On November 18, 2014, it was announced that CFMB would be sold to Evanov Communications, pending CRTC approval. The acquisition made CFMB a sister station to Evanov's CHRF, a new French-language radio station whose original intent was to serve Montreal's LGBT community (the format was dropped in December 2015). The sale also united CFMB with CKJS in Winnipeg, another multicultural station that was founded by Stanczykowski. Evanov plans to maintain "synergies" between the two stations and has moved CFMB and CHRF to new studios on Papineau Avenue.

Following the May 31, 2020 closure of sister station CHRF, CFMB began carrying its programs hosted by CHRF's program director Serge Plaisance, as well as hosts Johanne Verdon and Mario Lipari.

==Programming==
The station has a multilingual format targeting ethnic minorities. Programming is in 14 different languages. Weekdays from 5 am to 6 pm, Italian shows are heard, with Hindi and Punjabi broadcasts on weekday evenings. Nights and weekend feature shows aimed at the Haitian, Filipino, Russian, Polish, Romanian, Ukrainian, Macedonian, Chinese, Portuguese, Greek and Arabic communities. Michael Tellides, Director Hellenic Broadcasting, joined CFMB in 1969 and is now the longest-tenured broadcaster in Quebec.

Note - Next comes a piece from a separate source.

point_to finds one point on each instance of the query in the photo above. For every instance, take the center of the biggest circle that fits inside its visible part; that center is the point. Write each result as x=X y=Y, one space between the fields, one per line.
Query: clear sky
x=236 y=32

After being laid off from CKGM, Elliott Price briefly produced an English-language sports radio show for CKGM, Price is Right, beginning February 14, 2016. The program originally aired on Sunday nights; on June 13, 2016, the show switched to weeknights, and in July 2016, was renamed Sportsnet Tonight with Elliot Price as part of a syndication arrangement with the Rogers Media-owned sports network (with the show distributed as a podcast via its digital platforms, and Price becoming a contributor for the Sportsnet Radio stations). The show ended on February 3, 2017, followed by the announcement that he would move to Rogers' flagship sports station CJCL in Toronto to host its morning show.